What do you do when you’re told to take it very easy, when you’re told to make “slow” a polysyllabic word? If you’re me, and you also have a deep-seated protestant work ethic in you, you struggle. Big time.
Well, that’s what I did for a little while last month, struggling to get past the denial stage. I really didn’t know how to do nothing. Then, come the new year, I had a Road To Damascus experience and then I settled down into an easy rhythm of eat-read-sleep-potter-about-aimlessly, interspersed with the real joy of spending time with my wife and kids. While on the subject of convalescence, my thanks to all who sent me get-well-soon messages. As you can see the messages are working…
Now to the point of this post.
As part of the pottering-about-reading-aimlessly time, I came across this post by James McGovern, whose blog I get to reasonably often.
Read the post, it’s worth it. James commented on a perception held by some developers that many opensource communities aren’t particularly welcoming, and that developers are put off joining as a result.
And it made me wonder.
I’ve always believed in a community participation rule of thumb, something I’ve written about before here and here. The numbers tell the story:
- For every 1000 people who join a community:
- 920 are lurkers, passive observers
- 60 are watchers, active observers capable and willing to kibitz
- 15 are activists, actually doing something
- …and 5 are hyperactive, passionate about what they’re doing, almost to a point of obsession
And this is what I was musing about.
Does it really matter, the number of people who actively contribute to an opensource project? Is there something about the way opensource communities work, something that will always ensure that a very small number are the hyperactive core?
The more I think about it, the more I believe that there’s something important here. Linus’s Law is about eyeballs, not hands, and it’s for a reason:
- At the heart of every successful opensource community is a small cottage industry. And it is this cottage-industry mindset that makes the community different from other “commercial” ones.

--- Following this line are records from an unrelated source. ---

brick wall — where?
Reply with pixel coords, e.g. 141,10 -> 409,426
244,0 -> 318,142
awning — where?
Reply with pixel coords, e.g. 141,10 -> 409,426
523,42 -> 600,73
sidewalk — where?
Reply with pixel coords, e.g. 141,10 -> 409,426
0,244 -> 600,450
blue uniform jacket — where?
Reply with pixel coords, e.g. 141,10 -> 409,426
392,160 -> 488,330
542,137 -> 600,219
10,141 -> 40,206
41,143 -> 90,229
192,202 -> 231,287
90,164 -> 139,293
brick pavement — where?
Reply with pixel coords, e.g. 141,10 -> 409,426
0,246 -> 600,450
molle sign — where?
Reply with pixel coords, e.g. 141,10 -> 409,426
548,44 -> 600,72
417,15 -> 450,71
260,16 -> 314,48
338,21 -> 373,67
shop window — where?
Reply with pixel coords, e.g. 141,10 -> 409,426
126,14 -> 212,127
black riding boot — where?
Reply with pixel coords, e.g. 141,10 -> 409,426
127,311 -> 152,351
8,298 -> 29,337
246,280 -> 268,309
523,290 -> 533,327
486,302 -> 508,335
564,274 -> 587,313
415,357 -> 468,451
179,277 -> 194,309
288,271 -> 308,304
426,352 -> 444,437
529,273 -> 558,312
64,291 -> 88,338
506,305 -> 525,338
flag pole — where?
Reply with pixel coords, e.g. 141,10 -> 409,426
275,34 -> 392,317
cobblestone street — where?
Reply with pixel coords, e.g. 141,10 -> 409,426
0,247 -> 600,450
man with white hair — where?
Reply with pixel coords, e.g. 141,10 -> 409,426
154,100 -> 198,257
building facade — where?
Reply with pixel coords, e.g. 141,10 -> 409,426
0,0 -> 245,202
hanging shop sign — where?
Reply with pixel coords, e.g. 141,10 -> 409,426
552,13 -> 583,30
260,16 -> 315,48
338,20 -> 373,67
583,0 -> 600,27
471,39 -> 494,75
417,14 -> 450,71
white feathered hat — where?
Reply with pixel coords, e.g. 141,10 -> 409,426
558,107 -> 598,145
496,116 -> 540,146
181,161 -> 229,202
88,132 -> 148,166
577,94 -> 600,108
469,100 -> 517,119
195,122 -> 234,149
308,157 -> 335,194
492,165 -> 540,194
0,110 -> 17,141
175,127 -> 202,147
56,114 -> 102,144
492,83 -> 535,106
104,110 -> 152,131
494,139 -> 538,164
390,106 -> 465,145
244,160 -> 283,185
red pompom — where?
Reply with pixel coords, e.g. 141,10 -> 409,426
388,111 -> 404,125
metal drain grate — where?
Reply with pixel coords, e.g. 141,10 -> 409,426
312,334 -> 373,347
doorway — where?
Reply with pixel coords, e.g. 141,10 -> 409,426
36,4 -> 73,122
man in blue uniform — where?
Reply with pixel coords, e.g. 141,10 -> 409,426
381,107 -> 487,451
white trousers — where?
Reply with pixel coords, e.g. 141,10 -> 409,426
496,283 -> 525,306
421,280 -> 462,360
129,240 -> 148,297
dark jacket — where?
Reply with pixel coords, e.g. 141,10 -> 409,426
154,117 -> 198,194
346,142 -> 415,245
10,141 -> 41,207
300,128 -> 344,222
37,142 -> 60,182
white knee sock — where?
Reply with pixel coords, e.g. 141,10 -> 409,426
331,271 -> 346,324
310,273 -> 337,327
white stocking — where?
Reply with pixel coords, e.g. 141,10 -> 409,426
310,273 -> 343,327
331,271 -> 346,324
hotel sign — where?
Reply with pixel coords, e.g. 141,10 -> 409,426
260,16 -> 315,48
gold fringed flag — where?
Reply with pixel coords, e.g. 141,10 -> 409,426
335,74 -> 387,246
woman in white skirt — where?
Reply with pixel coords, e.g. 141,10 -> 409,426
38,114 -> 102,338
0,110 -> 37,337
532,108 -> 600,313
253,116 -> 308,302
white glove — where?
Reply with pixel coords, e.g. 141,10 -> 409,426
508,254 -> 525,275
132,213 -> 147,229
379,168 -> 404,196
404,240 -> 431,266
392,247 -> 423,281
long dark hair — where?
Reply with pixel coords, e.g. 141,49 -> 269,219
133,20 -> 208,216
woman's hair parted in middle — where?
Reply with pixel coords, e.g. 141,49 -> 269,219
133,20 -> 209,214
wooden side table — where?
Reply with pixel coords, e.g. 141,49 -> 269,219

- The core doesn’t have to scale. The core needs to behave in such a way that Linus’s eyeballs are attracted, and this is done by upholding the right values.
- Jerry Garcia and gang only needed to make sure that Grateful Dead concerts had “taping rows”; the number of people who sat in them was not relevant (although they were full). In a weird kind of way, the core is the band. The tapers are the activists. The kibitzers are the roadies and volunteers.
- Together with the audience, they formed a whole and vibrant community.
- Not everyone needs to be on stage for the community to work. In fact there isn’t space.
It is the freedom of access, represented by the taping rows, that really matters. That’s what makes opensource opensource.
Or, to take a chess analogy:
The threat is stronger than the move.